The article is interesting and well-written. The overview of the field and the warning about dataset composition are very well thought-out and should be of interest to a broad segment of the AI in drug discovery readership. This article further highlights some of the considerations that need to be taken into consideration for the implementation of data-centric AI for computer-aided drug design methods.
Strengths:
This study contributes significantly to the field of machine learning and data curation in drug discovery. The paper is, in general, well-written and structured. However, in my opinion, there are some suggestions regarding certain aspects of the data analyses.
Weaknesses:
The conclusions drawn in the study are based on the analysis of a two dataset. The authors chose BRAF as an example in this study, and expanded with BACE-1 dataset; however a benchmark with several targets would be suitable to evaluate reproducibility or transferability of the method.
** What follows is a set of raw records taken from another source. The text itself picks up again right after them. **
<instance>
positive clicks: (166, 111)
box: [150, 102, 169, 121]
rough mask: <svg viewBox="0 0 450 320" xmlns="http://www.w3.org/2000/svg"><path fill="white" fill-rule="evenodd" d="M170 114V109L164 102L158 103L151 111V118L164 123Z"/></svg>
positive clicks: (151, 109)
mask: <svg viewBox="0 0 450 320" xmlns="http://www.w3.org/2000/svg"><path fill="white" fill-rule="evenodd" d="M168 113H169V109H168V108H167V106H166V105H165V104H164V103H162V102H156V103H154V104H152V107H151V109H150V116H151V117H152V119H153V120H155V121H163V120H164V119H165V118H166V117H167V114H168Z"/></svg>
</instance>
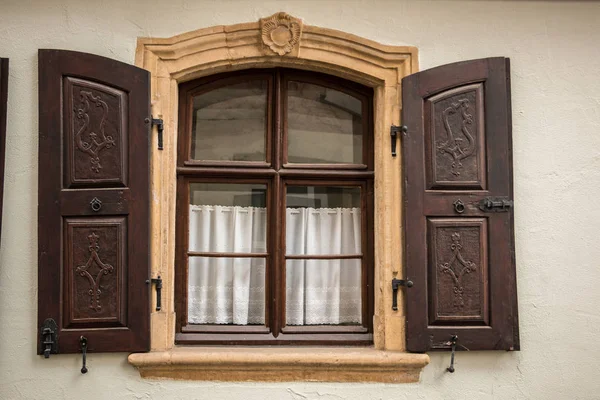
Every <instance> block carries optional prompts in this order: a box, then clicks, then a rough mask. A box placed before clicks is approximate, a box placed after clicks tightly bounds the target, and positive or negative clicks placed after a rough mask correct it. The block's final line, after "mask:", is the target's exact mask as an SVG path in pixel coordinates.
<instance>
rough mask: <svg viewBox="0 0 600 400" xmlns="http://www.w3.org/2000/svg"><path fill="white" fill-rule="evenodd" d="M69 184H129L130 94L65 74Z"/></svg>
mask: <svg viewBox="0 0 600 400" xmlns="http://www.w3.org/2000/svg"><path fill="white" fill-rule="evenodd" d="M64 90H65V99H66V102H65V119H66V121H65V126H67V127H68V130H67V134H68V135H69V137H68V140H67V143H66V144H67V148H66V151H67V160H66V161H67V167H68V168H67V171H66V186H67V187H76V186H82V185H87V186H89V185H93V186H97V185H101V186H106V185H107V184H108V185H111V186H114V185H117V186H125V185H126V176H127V171H126V168H127V163H126V162H125V161H126V160H125V159H124V157H125V152H124V149H127V142H126V140H127V117H126V116H127V110H126V104H127V95H126V93H124V92H123V91H120V90H118V89H114V88H111V87H107V86H104V85H101V84H98V83H94V82H89V81H85V80H82V79H77V78H70V77H66V78H64Z"/></svg>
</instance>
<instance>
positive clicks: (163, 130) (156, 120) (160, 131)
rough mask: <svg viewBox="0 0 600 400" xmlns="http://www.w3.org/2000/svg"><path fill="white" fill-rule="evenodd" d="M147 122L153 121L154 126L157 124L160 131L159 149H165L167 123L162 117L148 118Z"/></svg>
mask: <svg viewBox="0 0 600 400" xmlns="http://www.w3.org/2000/svg"><path fill="white" fill-rule="evenodd" d="M145 122H146V123H147V124H148V123H152V126H156V129H157V131H158V149H159V150H162V149H163V131H164V129H165V123H164V121H163V120H162V118H146V119H145Z"/></svg>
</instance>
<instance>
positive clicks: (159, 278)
mask: <svg viewBox="0 0 600 400" xmlns="http://www.w3.org/2000/svg"><path fill="white" fill-rule="evenodd" d="M146 283H148V284H152V283H153V284H155V285H156V311H160V309H161V308H162V307H161V293H162V278H161V277H160V275H159V276H158V277H157V278H152V279H147V280H146Z"/></svg>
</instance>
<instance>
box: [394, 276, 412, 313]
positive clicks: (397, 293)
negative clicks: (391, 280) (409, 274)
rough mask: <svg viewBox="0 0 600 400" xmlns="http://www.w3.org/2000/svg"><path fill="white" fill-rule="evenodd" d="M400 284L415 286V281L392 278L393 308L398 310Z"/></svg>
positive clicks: (403, 284) (400, 284)
mask: <svg viewBox="0 0 600 400" xmlns="http://www.w3.org/2000/svg"><path fill="white" fill-rule="evenodd" d="M400 286H404V287H407V288H411V287H413V281H411V280H408V279H406V280H404V279H396V278H394V279H392V310H394V311H397V310H398V289H399V288H400Z"/></svg>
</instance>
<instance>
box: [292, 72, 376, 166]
mask: <svg viewBox="0 0 600 400" xmlns="http://www.w3.org/2000/svg"><path fill="white" fill-rule="evenodd" d="M287 89H288V98H287V107H288V110H287V113H288V114H287V127H288V129H287V133H288V162H290V163H338V164H339V163H352V164H363V163H364V161H363V156H362V154H363V115H362V103H361V101H360V100H359V99H357V98H355V97H352V96H350V95H348V94H346V93H343V92H340V91H338V90H335V89H330V88H326V87H323V86H319V85H315V84H312V83H304V82H288V88H287Z"/></svg>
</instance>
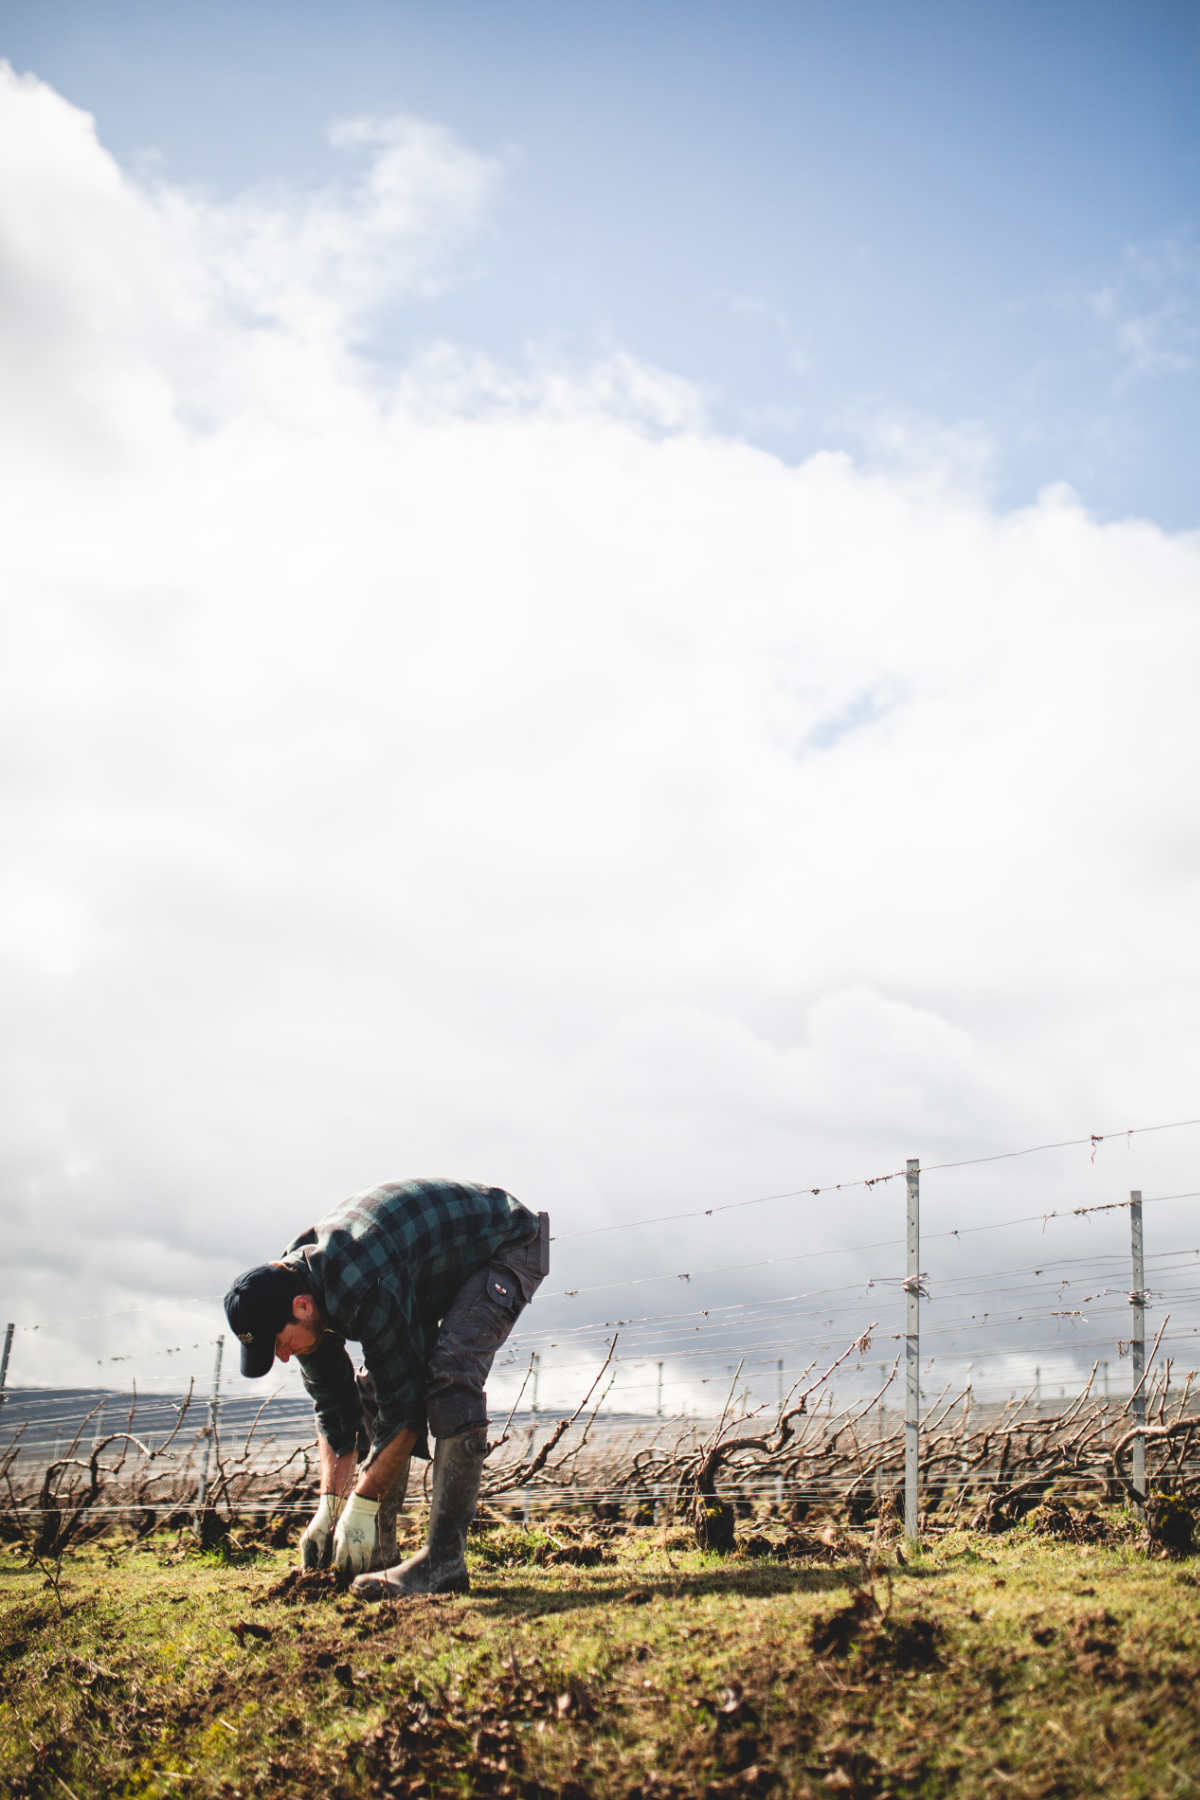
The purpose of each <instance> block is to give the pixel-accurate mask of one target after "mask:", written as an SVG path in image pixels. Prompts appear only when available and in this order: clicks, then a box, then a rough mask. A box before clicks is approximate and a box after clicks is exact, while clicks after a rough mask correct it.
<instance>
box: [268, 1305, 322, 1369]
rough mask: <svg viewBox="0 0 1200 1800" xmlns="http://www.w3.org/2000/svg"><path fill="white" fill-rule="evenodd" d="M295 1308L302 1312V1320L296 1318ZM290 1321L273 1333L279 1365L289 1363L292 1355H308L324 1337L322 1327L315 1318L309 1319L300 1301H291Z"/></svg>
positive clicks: (276, 1352) (275, 1351)
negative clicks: (277, 1331)
mask: <svg viewBox="0 0 1200 1800" xmlns="http://www.w3.org/2000/svg"><path fill="white" fill-rule="evenodd" d="M297 1307H300V1309H302V1310H304V1318H297V1316H295V1312H297ZM291 1312H293V1316H291V1319H290V1321H288V1325H284V1328H282V1330H281V1332H275V1355H277V1357H279V1361H281V1363H290V1361H291V1357H293V1355H309V1352H313V1350H315V1348H317V1345H318V1343H320V1339H322V1337H324V1336H326V1330H324V1325H320V1321H318V1319H317V1318H309V1316H308V1310H306V1309H304V1307H302V1301H299V1300H293V1301H291Z"/></svg>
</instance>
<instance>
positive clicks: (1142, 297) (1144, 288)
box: [1088, 232, 1200, 380]
mask: <svg viewBox="0 0 1200 1800" xmlns="http://www.w3.org/2000/svg"><path fill="white" fill-rule="evenodd" d="M1088 306H1090V310H1092V315H1094V317H1096V320H1097V322H1099V324H1101V326H1103V328H1105V331H1108V333H1110V337H1112V344H1114V347H1115V351H1117V356H1119V358H1121V365H1123V373H1124V378H1126V380H1132V378H1137V376H1157V374H1187V373H1191V371H1195V369H1196V365H1198V364H1200V247H1196V241H1195V238H1193V236H1191V234H1189V232H1175V234H1169V236H1166V238H1160V239H1157V241H1151V243H1137V245H1128V247H1126V250H1124V254H1123V257H1121V268H1119V272H1117V277H1115V279H1114V281H1110V283H1106V284H1105V286H1103V288H1096V290H1094V292H1092V293H1090V295H1088Z"/></svg>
One concern could be the applicability of the method in other targets.
Reviewer #3 (Public review):
Summary:
The authors presented a data-centric ML approach for virtual ligand screening. They used BRAF as an example to demonstrate the predictive power of their approach.
Strengths:
The performance of predictive models in this study is superior (nearly perfect) with respect to exiting methods.
Comments on revisions:
In the revised manuscript, the presented approach has been robustly tested and can be very useful for ligand prediction.